If EE restricted access, you might find speeds slower as a result of that, not a cap.
EE has lifted the cap for existing double speed users from 100 to 150 to 200. Now it will just set a cap on a tariff basis.
I do worry that given Three set a precedent that out of contract you can be told to accept significant changes with no way to refuse (refusal means leaving) and existing customers like me could find the speed cap is applied, with just 30 days notice.
I hope that won't happen, but it's a great way to get people to pay more by not really having a choice. No longer will you just be able to say 'I'm fine as I am thanks'.”
Okay, thanks for that info, and it's a bit off that they have gradually increased the cap and now only a select few will have access to the full network speed. Their website goes on about them being the fastest network. This is all well and good but if you are throttled it doesn't make a blind bit of difference. I got 63 Mbps on a speed test in Retford town centre the other week on Three. I think the fastest I have got on Three is about 65 Mbps. The other thing is that Vodafone users have got speed tests in excess of 200 Mpbs, giving the impression that they are the fastest. EE could do better than Vodafone if they allowed their users to. In real world usage on a mobile, it won't make a difference, but a lot of people do speed tests and questions will be asked if people on other networks are getting faster speeds than on EE. I do like them as a network and that's why I'm moving to them, but this latest move has disappointed me. By all means cap those on the lowest tiers, but 60 Mbps on 4GEE vs a speed of "Faster 4G Speeds" as it says on the 4GEE Max plans, where speeds faster than 60 Mbps aren't available everywhere is misleading in my opinion.
I hope speeds of existing customers aren't slowed too. At least I will expect a 60 Mbps cap.
Mind you, what worries me more is this tendency towards a two or three tier network.

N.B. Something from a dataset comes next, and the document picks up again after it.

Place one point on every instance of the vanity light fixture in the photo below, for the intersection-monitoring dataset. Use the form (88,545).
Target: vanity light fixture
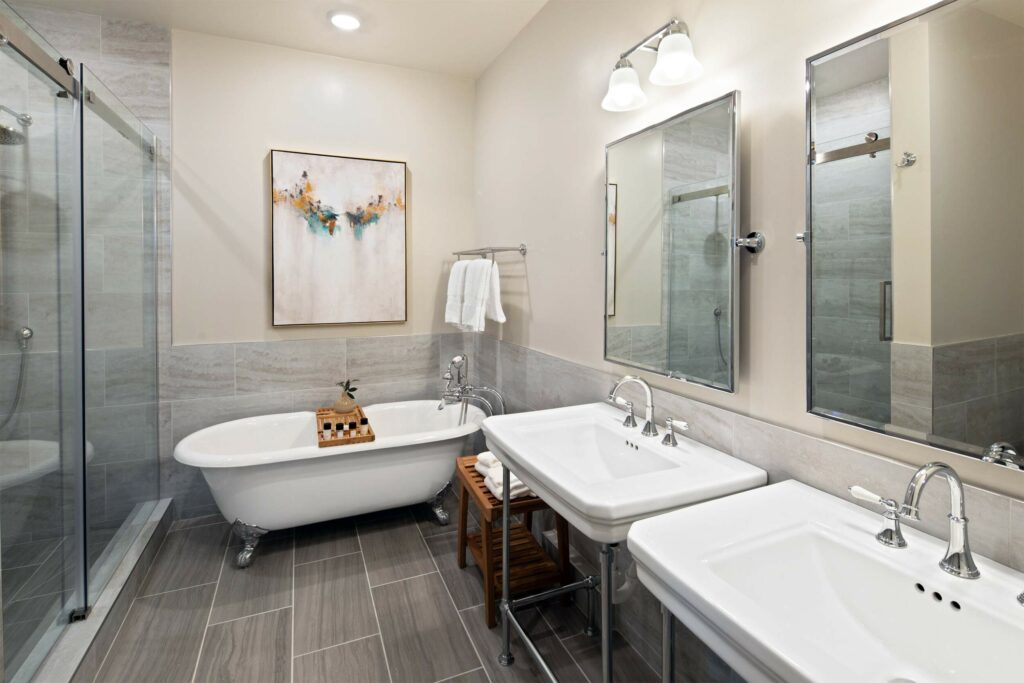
(676,65)
(345,22)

EE already had cheaper single speed tiers and have now made more of a gap between their top and bottom tiers. Three have also introduced a two tier system with their Essential and Advanced plans, albeit with no speed restrictions as yet. How long before Three impose speed restrictions on their Essential plans and how long until Vodafone and O2 also start doing this? It'll get to a stage where you can have the latest phone and a few GB of data for a reasonable (but not cheap) cost but you can't really take full advantage of it unless you pay a fortune for faster speeds and big data allowances on all networks.